Les Verts ont le vent en poupe, crise climatique oblige. Gare pourtant à la certitude de détenir la vérité, qui conduit rarement à des politiques équilibrées.

Les vainqueurs n’ont pas toujours bonne presse. On leur préfère volontiers les perdants magnifiques. Peut-être parce que le moral du vainqueur pousse rarement à des excès de lucidité ou à ces éclairs d’inutile bienveillance que la défaite amère, elle, sait si bien sécréter.

Voyez les Verts suisses. C’est deux jours après le triomphe dans les urnes de leurs frères européens qu’ils présentaient le programme de campagne pour les élections fédérales de cet automne. Une salve de propositions qui prenaient du coup un petit goût d’autosatisfaction, de triomphalisme avant l’heure.

Quand l’histoire soudain vous donne raison, la peur s’envole et l’on peut désormais par exemple, exiger cette fois sans que la voix vous tremble, que les centrales nucléaires de Beznau I et II «soient immédiatement et définitivement débranchées». Euphorie, quand tu nous tiens!

Tant pis si l’horizon prévu  par «Stratégie 2050»- arrêt définitif de la dernière centrale en 2035- sera déjà difficile à compenser, et si pour l’heure, rien n’est vraiment prêt pour relayer demain matin l’atome – ni les énergies renouvelables ni l’efficience énergétique, ni les avancées technologiques. Qu’importe, fermons, débranchons et dansons la gigue.

Les ailes leur poussent tant que nos Verts se voient désormais en étalon universel. «Pour conserver notre environnement et nos valeurs, le statu quo n’est pas une réponse. La société doit changer» tonne ainsi Balthasar Glättli, le chef du groupe des Verts au parlement Bref, la révolution ou rien.

Si parler de «notre environnement» ne pose pas trop de problème – en principe il n’y en a qu’un et il est à peu près le même pour tous-  invoquer, en revanche, un changement de société pour conserver «nos valeurs» devrait faire dresser l’oreille. On ne sache pas par exemple que les Verts s’y retrouvent quand les patriotes bas du front brandissent pour tout et rien le miteux étendard collectif de «nos valeurs». C’est le problème avec les valeurs: on a beau s’égosiller que ce sont  les nôtres, elles ne sont, en général, que celles d’un  groupe bien particulier, tout sauf universel.

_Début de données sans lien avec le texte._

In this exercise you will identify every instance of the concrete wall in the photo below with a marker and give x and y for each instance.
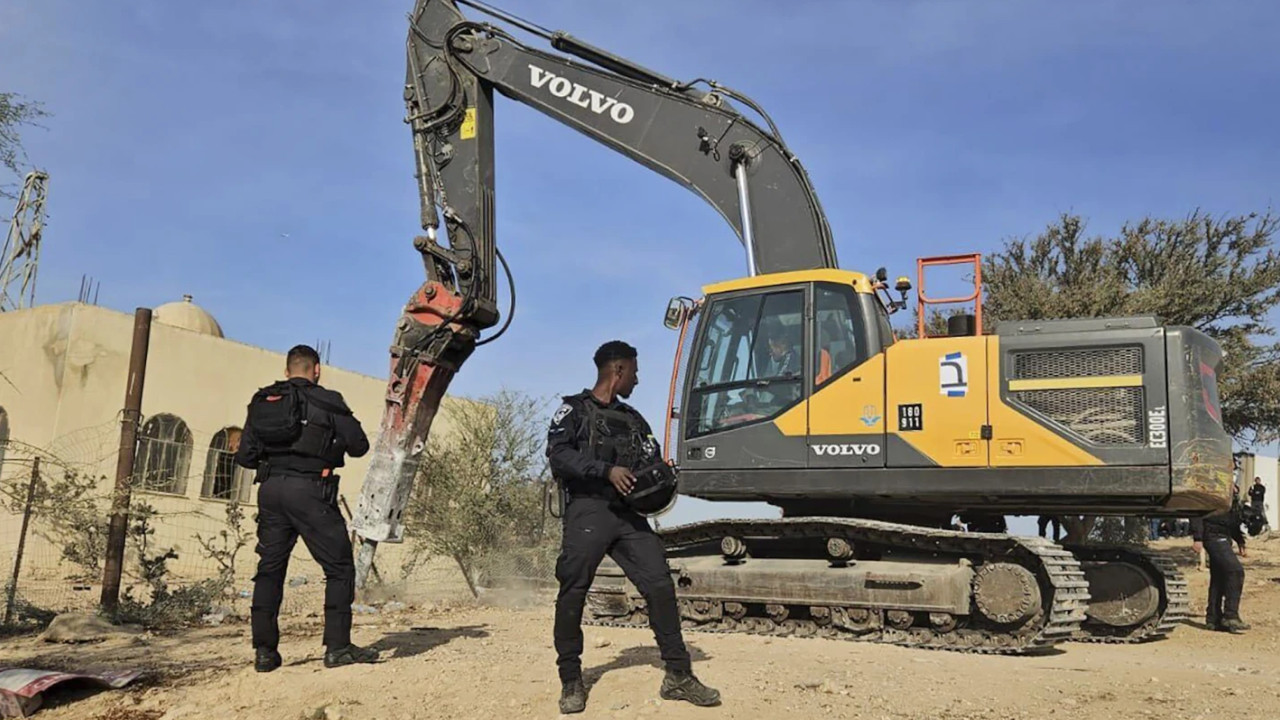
(67, 368)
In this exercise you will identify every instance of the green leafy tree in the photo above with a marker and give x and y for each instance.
(14, 113)
(1220, 276)
(479, 493)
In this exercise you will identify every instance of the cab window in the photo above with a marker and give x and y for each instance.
(839, 331)
(750, 365)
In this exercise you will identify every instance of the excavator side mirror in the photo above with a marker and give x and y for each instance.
(676, 310)
(901, 286)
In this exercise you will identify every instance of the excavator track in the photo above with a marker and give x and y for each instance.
(1055, 615)
(1169, 601)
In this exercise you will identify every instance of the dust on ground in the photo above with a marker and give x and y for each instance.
(497, 661)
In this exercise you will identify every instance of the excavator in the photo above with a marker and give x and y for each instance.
(791, 387)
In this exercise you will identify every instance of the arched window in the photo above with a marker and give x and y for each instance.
(164, 455)
(4, 436)
(224, 479)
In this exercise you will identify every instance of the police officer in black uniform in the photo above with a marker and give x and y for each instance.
(594, 445)
(1225, 574)
(296, 436)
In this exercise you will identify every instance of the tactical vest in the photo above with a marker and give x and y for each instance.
(616, 436)
(288, 420)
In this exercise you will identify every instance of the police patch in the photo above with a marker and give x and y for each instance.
(561, 413)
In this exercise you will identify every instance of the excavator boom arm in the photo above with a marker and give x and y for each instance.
(694, 137)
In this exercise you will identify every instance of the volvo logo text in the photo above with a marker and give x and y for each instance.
(846, 449)
(581, 95)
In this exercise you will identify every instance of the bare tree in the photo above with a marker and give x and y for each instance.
(16, 113)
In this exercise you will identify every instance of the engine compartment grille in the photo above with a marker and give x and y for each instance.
(1102, 415)
(1095, 361)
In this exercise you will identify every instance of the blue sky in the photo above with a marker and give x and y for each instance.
(187, 137)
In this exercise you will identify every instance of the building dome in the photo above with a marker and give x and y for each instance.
(188, 317)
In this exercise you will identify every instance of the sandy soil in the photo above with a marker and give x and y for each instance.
(498, 662)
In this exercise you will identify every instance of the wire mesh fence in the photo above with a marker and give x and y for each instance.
(190, 550)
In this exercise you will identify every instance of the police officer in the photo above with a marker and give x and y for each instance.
(296, 434)
(594, 445)
(1214, 536)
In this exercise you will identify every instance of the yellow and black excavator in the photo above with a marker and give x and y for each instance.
(791, 387)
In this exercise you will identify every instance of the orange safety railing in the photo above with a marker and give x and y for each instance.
(923, 300)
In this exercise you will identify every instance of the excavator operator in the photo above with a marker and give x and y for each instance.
(594, 445)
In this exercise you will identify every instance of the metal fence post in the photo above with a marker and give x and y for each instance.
(22, 540)
(114, 565)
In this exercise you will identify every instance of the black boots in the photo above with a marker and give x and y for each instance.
(266, 660)
(685, 686)
(1233, 625)
(572, 696)
(348, 655)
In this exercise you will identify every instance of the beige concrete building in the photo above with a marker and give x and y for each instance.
(63, 390)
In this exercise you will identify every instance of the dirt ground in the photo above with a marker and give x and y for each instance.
(498, 662)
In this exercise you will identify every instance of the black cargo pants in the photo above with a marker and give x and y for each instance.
(289, 506)
(592, 531)
(1225, 580)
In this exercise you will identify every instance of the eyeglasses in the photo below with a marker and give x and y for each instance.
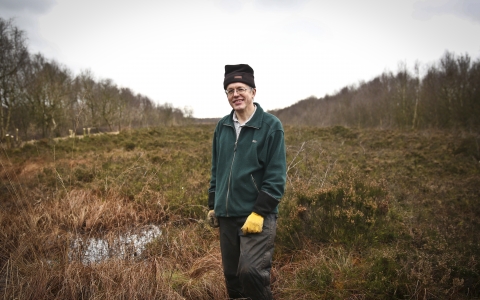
(240, 91)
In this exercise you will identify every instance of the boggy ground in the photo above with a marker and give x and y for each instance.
(367, 214)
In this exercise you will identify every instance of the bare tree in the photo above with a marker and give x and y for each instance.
(13, 57)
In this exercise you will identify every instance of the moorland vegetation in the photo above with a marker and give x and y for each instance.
(381, 199)
(367, 214)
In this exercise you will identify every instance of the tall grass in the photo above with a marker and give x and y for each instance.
(366, 215)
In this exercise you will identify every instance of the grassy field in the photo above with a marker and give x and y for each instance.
(367, 214)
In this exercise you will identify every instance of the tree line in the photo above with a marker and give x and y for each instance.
(40, 98)
(447, 96)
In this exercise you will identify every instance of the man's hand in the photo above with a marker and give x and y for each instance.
(253, 224)
(212, 219)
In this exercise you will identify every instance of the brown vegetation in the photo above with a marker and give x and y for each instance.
(368, 214)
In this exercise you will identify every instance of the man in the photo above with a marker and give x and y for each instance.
(247, 182)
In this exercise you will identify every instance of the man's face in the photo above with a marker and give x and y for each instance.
(240, 102)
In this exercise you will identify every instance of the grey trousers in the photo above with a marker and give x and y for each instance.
(247, 259)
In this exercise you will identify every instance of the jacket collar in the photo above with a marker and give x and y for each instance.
(255, 121)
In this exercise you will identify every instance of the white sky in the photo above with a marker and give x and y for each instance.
(175, 51)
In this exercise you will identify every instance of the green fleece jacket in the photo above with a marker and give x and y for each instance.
(248, 174)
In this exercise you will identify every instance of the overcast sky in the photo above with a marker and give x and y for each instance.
(175, 51)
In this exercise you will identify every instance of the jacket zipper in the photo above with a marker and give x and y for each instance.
(231, 165)
(254, 183)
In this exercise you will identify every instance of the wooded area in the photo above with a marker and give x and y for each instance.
(446, 97)
(40, 98)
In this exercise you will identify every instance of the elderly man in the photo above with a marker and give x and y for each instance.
(247, 183)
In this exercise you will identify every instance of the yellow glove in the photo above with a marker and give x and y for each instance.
(212, 219)
(253, 224)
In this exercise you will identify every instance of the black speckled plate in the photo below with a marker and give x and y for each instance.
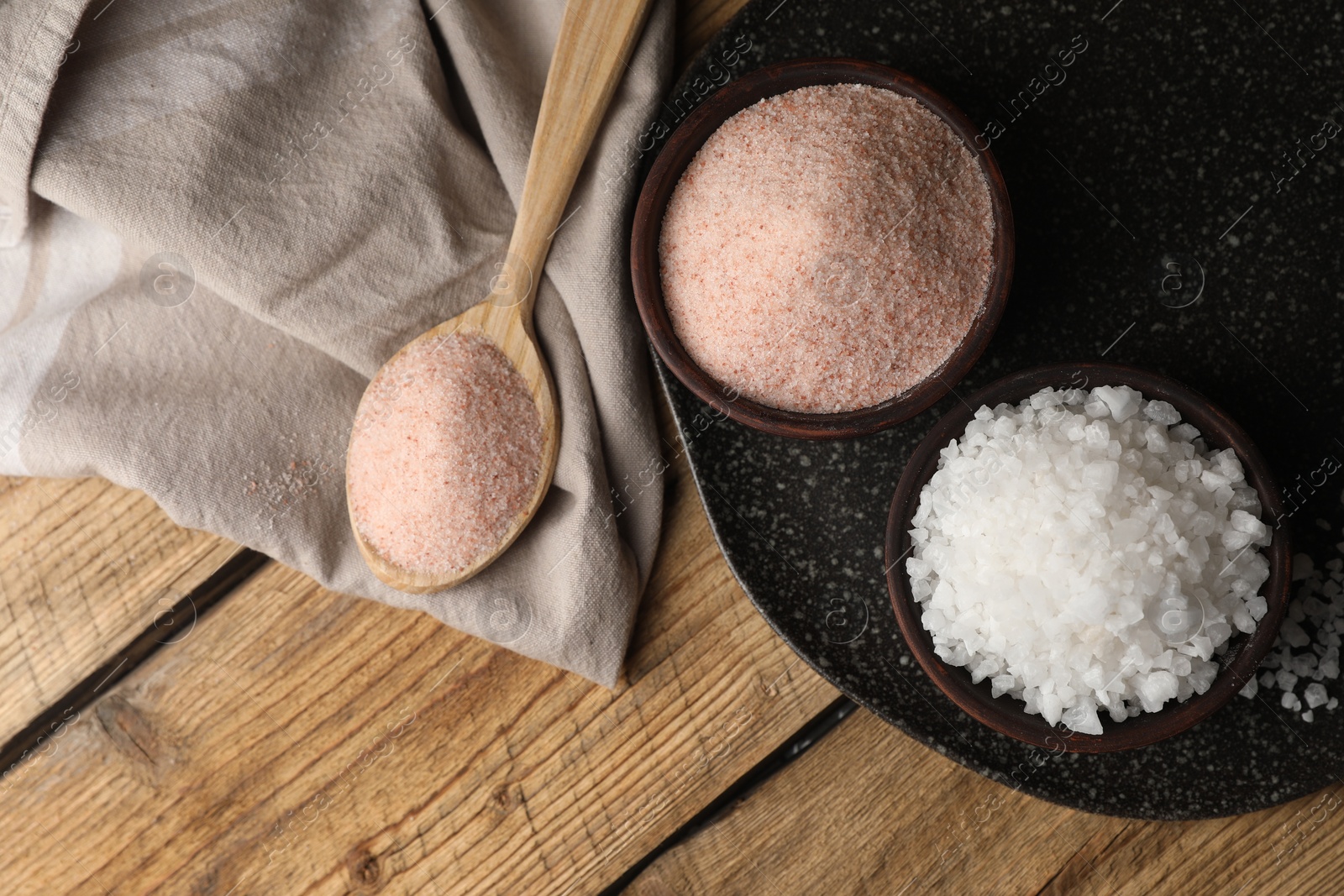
(1159, 224)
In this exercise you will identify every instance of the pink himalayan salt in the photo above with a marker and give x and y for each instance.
(827, 249)
(445, 456)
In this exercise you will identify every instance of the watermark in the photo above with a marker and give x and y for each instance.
(1052, 76)
(1310, 483)
(1297, 157)
(172, 621)
(1178, 280)
(1303, 825)
(504, 618)
(167, 280)
(625, 497)
(846, 618)
(512, 280)
(42, 409)
(839, 280)
(42, 750)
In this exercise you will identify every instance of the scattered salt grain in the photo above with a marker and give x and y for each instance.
(1307, 652)
(445, 454)
(827, 249)
(1081, 560)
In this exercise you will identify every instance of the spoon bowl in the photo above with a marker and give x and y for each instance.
(596, 39)
(511, 329)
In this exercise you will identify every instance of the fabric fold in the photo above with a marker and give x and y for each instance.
(244, 210)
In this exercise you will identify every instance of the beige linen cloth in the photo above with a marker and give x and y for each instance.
(219, 217)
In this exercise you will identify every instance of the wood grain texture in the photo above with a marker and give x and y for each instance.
(259, 755)
(85, 567)
(696, 22)
(870, 810)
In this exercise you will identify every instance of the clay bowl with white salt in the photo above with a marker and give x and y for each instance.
(999, 526)
(820, 250)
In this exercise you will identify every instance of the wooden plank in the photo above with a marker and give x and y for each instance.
(869, 810)
(259, 755)
(85, 567)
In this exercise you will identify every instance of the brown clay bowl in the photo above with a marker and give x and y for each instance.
(676, 155)
(1005, 714)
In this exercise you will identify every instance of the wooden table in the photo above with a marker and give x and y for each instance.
(202, 720)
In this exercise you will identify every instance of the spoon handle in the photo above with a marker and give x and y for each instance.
(596, 40)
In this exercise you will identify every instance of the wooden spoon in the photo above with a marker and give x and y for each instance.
(591, 54)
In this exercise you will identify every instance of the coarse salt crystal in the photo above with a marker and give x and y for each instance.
(1079, 580)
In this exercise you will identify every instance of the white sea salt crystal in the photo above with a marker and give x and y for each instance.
(1085, 551)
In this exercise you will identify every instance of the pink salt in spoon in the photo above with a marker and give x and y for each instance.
(596, 39)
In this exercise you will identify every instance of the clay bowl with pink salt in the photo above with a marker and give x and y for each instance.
(820, 250)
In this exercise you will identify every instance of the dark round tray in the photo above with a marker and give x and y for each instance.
(1124, 174)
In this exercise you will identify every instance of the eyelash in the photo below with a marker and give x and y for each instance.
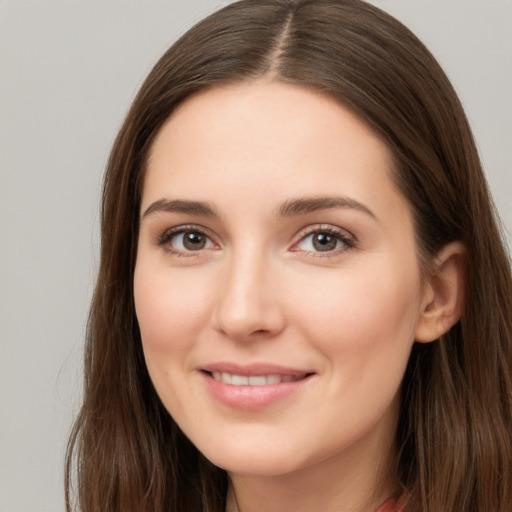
(165, 239)
(348, 241)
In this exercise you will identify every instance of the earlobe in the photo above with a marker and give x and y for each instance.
(444, 294)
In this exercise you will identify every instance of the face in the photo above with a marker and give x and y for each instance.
(277, 285)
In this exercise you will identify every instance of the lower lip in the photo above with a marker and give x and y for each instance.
(252, 397)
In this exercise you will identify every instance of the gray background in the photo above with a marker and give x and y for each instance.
(68, 71)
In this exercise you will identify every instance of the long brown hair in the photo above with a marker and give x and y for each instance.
(454, 439)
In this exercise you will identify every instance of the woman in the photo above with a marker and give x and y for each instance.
(303, 299)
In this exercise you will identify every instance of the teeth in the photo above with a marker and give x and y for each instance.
(254, 380)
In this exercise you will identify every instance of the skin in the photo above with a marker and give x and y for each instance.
(260, 291)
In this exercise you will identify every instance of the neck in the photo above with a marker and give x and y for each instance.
(360, 485)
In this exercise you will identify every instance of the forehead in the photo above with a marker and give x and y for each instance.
(262, 140)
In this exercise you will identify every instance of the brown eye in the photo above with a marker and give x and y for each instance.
(186, 240)
(194, 241)
(324, 241)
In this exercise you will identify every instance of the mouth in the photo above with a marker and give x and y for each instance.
(255, 386)
(255, 380)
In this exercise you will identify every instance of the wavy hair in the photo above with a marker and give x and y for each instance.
(454, 438)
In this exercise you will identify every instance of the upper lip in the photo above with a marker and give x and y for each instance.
(253, 369)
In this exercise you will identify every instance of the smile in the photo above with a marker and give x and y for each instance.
(254, 380)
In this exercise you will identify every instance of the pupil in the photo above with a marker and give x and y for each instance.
(193, 240)
(324, 242)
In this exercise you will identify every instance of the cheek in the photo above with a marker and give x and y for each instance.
(364, 313)
(169, 309)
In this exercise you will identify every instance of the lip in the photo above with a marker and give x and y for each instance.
(252, 397)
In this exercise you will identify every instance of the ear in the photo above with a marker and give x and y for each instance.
(444, 294)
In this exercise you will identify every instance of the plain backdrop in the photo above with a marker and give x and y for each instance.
(68, 71)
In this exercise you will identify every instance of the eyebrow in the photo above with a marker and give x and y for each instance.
(305, 205)
(290, 208)
(181, 206)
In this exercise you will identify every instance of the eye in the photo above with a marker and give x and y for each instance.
(186, 239)
(324, 240)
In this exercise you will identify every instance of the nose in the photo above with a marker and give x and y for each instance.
(248, 306)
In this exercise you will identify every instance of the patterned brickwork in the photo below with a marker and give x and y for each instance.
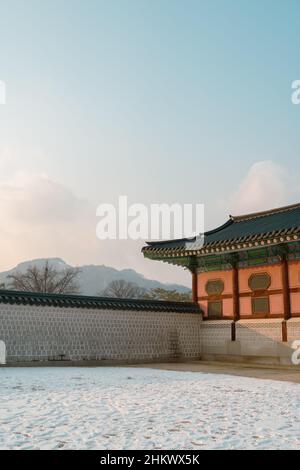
(261, 337)
(293, 329)
(215, 335)
(33, 333)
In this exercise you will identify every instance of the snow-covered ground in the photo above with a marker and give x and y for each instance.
(129, 408)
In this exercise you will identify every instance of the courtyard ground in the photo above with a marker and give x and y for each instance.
(271, 372)
(144, 408)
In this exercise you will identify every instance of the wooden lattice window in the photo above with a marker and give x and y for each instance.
(215, 309)
(259, 281)
(260, 305)
(214, 287)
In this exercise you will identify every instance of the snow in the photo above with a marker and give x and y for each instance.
(138, 408)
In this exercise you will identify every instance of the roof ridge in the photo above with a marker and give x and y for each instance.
(255, 215)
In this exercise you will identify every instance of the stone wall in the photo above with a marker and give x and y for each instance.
(41, 333)
(46, 333)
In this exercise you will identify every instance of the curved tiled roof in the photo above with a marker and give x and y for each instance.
(256, 228)
(88, 302)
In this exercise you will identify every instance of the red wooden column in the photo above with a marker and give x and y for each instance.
(194, 286)
(286, 297)
(286, 288)
(235, 293)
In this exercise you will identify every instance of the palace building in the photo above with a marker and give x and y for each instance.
(246, 269)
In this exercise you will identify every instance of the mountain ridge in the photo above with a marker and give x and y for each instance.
(92, 278)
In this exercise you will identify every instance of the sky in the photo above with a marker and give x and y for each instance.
(162, 101)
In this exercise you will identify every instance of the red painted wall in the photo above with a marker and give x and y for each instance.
(275, 296)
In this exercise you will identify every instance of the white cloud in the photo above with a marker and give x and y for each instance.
(41, 218)
(266, 185)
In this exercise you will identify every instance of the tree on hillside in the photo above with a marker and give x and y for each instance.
(159, 293)
(123, 290)
(45, 279)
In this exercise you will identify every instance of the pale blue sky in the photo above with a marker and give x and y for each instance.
(161, 100)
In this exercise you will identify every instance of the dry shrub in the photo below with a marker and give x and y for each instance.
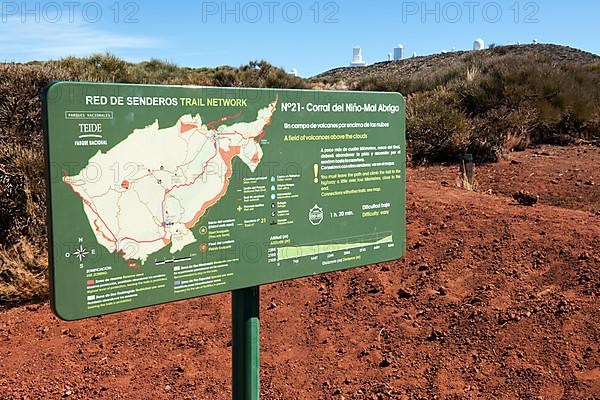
(436, 129)
(23, 274)
(22, 196)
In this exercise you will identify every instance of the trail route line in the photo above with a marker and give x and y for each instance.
(172, 176)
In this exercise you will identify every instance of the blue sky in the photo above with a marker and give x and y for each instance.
(310, 36)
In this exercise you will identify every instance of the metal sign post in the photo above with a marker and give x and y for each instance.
(245, 344)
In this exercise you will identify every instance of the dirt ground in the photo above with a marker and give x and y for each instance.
(492, 301)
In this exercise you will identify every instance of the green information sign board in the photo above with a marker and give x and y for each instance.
(163, 193)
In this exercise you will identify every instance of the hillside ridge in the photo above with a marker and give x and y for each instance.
(554, 53)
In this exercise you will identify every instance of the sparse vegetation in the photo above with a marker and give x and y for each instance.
(490, 103)
(23, 262)
(486, 103)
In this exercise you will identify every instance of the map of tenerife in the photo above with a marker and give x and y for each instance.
(172, 176)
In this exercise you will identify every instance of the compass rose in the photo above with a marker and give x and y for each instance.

Du coup, au petit parfum d’euphorie se mêle un léger remugle d’intransigeance, que les écolophobes – il en reste encore, même si l’odieux costume devient de plus en plus compliqué à porter –  traduiront par: «les Verts veulent changer la société pour la rendre plus conforme à leurs valeurs. Planquez les économies».

Ferrailler par exemple contre les chauffages à mazout, qui s ’en offusquera? Mais décréter comme un enfant trop gâté qui veut tout, tout de suite, l’interdiction immédiate de tout nouveau chauffages de ce type, c’est tenir pour rien des réalités, des situations et des existences diverses, pas toujours dorées.

C’est avec la même avidité gourmande que les Verts peuvent donner cette fois sans remord, libre court à leur vieille manie, et gazouiller à pleins poumons leur tube préféré: la valse à mille taxes. Sur l’essence, le kérosène, les billets d’avions, la circulation en ville…

Tant pis si l’interminable crise des gilets jaunes en France parait avoir établi que des mesures écologiquement justifiées pouvaient s’avérer humainement et socialement tout à fait injustes. Le choc des valeurs sans doute.